Investors, at any rate, responded well to the news from Norwegian on Monday. It was among the most heavily tradded on the Oslo Stock Exchange with share prices rising nearly 30 percent to NOK 6.53 a share as of early afternoon. Most all other issues were trading down, some of them dramatically, on Monday, with state oil company Equinor and Aker BP both down more than 5 percent, DNB down 3 percent and Norsk Hydro down nearly 8 percent. Norwegian did well by comparison.
‘Hard work ahead’
“We feel an incredible sense of relief right now,” Schram told reporters at a mid-day press conference. The leader of the airline’s board went even further: “Today is nothing less than an historic day,” claimed Niels Smedegaard. “Today is the birth of what we call the ‘New Norwegian.'”
Schram quickly noted, however, that there’s still a lot of “hard work ahead for us.
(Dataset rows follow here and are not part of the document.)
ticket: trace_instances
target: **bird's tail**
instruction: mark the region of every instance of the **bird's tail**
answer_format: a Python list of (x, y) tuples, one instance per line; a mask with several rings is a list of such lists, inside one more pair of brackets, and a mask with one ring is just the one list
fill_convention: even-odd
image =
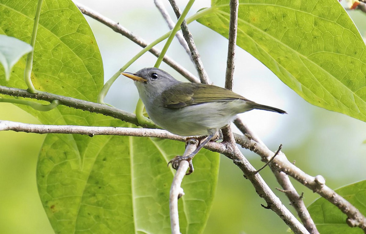
[(272, 111), (274, 112), (277, 112), (277, 113), (279, 113), (280, 114), (287, 113), (284, 110), (282, 110), (279, 109), (278, 108), (272, 107), (272, 106), (266, 106), (265, 105), (262, 105), (262, 104), (258, 104), (258, 103), (256, 103), (254, 102), (251, 103), (250, 104), (250, 106), (251, 107), (252, 110), (253, 109), (257, 109), (258, 110), (268, 110), (269, 111)]

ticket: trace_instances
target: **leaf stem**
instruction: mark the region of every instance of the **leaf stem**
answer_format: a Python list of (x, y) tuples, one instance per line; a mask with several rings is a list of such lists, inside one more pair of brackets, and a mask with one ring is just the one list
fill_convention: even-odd
[[(213, 10), (213, 8), (212, 7), (210, 7), (209, 8), (206, 8), (202, 11), (200, 11), (191, 17), (187, 18), (187, 23), (190, 23), (197, 19), (200, 18), (205, 15), (209, 13)], [(117, 79), (117, 78), (118, 78), (118, 77), (119, 76), (119, 75), (121, 72), (124, 71), (124, 70), (127, 69), (127, 67), (129, 67), (131, 64), (133, 63), (146, 52), (149, 51), (149, 50), (153, 47), (156, 46), (159, 43), (161, 42), (164, 39), (167, 39), (170, 35), (171, 32), (173, 30), (170, 30), (167, 33), (153, 42), (146, 47), (144, 48), (143, 49), (139, 52), (137, 54), (134, 56), (132, 59), (131, 59), (131, 60), (130, 60), (130, 61), (128, 62), (127, 63), (123, 66), (123, 67), (122, 67), (117, 72), (116, 72), (116, 73), (106, 82), (105, 84), (104, 84), (104, 86), (103, 86), (103, 88), (102, 88), (100, 92), (99, 93), (99, 94), (98, 94), (98, 103), (104, 103), (104, 97), (107, 95), (107, 93), (108, 92), (108, 90), (109, 90), (109, 89), (112, 86), (112, 84), (116, 81), (116, 80)], [(162, 51), (162, 52), (160, 54), (162, 53), (163, 52)], [(164, 52), (164, 54), (165, 53)]]
[(183, 10), (183, 12), (182, 12), (182, 14), (180, 15), (179, 19), (178, 19), (178, 21), (177, 21), (176, 23), (175, 24), (175, 26), (173, 28), (173, 29), (171, 31), (169, 37), (168, 38), (167, 42), (165, 42), (165, 45), (164, 45), (164, 47), (163, 47), (163, 50), (161, 50), (161, 52), (160, 53), (160, 55), (159, 55), (159, 57), (156, 61), (156, 62), (155, 63), (155, 65), (154, 66), (154, 67), (158, 68), (160, 66), (160, 65), (161, 63), (161, 61), (163, 61), (163, 59), (164, 57), (164, 55), (165, 55), (167, 51), (168, 50), (168, 48), (170, 46), (170, 44), (173, 41), (173, 39), (174, 38), (174, 36), (175, 36), (177, 32), (180, 29), (180, 25), (183, 22), (183, 20), (184, 20), (186, 16), (188, 13), (188, 12), (190, 9), (191, 7), (192, 7), (192, 5), (194, 3), (194, 1), (195, 0), (190, 0), (188, 3), (187, 3), (187, 5), (186, 6), (184, 10)]
[[(137, 104), (136, 105), (136, 108), (135, 111), (135, 114), (136, 115), (136, 118), (137, 119), (137, 122), (141, 126), (145, 125), (150, 126), (151, 125), (156, 125), (153, 122), (143, 116), (142, 113), (143, 112), (143, 103), (140, 98), (139, 98), (137, 101)], [(159, 127), (159, 128), (160, 128)]]
[(37, 30), (38, 29), (38, 23), (40, 20), (40, 15), (41, 14), (41, 8), (42, 7), (43, 0), (38, 0), (37, 4), (37, 9), (34, 16), (34, 23), (33, 25), (33, 31), (32, 32), (32, 38), (31, 39), (30, 45), (33, 47), (33, 50), (27, 56), (27, 61), (26, 63), (25, 69), (24, 70), (24, 82), (28, 86), (28, 90), (30, 93), (35, 93), (37, 91), (34, 88), (32, 80), (31, 79), (31, 74), (33, 66), (33, 54), (34, 50), (34, 44), (36, 44), (36, 38), (37, 35)]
Now we have to take this from strategy to implementation.” The leasing companies that own aircraft used by Norwegian have had to reduce their payment demands by at least USD 500 million. Bondholders will have to convert 60- 85 percent of what they’re owed to shares, relieving the airline of early NOK 4.2 billion in debt. The “New Norwegian” will also need to attract NOK 400 million in a new stock issue.
The airline currently has only seven aircraft in operation running around 20 to 30 flights a day, down from around 600 (with seasona variation) before the Corona virus crisis hit. “New Norwegian’s” vastly reduced route schedule is likely to continue until at least early next year, when both domestic and some European routes will be expanded. The airline intends to resume some intercontinental travel as well, but only on routes that have proven profitable.
Still selling tickets for questionable flights
The airline became the target of more criticism within Norway just before the weekend, when business news service E24 reported how it continued to sell tickets, also for long-distance routes. Among flights on offer were some to Florida from June and South America from July.
Norwegian’s information chief Lasse Sandaker Nielsen defended the practice, claiming that “as soon as flights are cancelled, affected customers will get a message from us.” Pia Cecilie Høst of the state consumer council warned Norwegian Air passengers booking any flights that it remains risky to pay for any flights now. Passengers must expect departures to be delayed or cancelled, and if Norwegian’s survival plans fail and it ends up filing for bankruptcy after all, customers holding tickets will simply be lumped together with other creditors of the corporation.
“The authorities’ recommendation is clear,” Høst told E24. “You should avoid traveling now, and wait to make any holiday plans.” That makes keeping an airline airborne difficult indeed.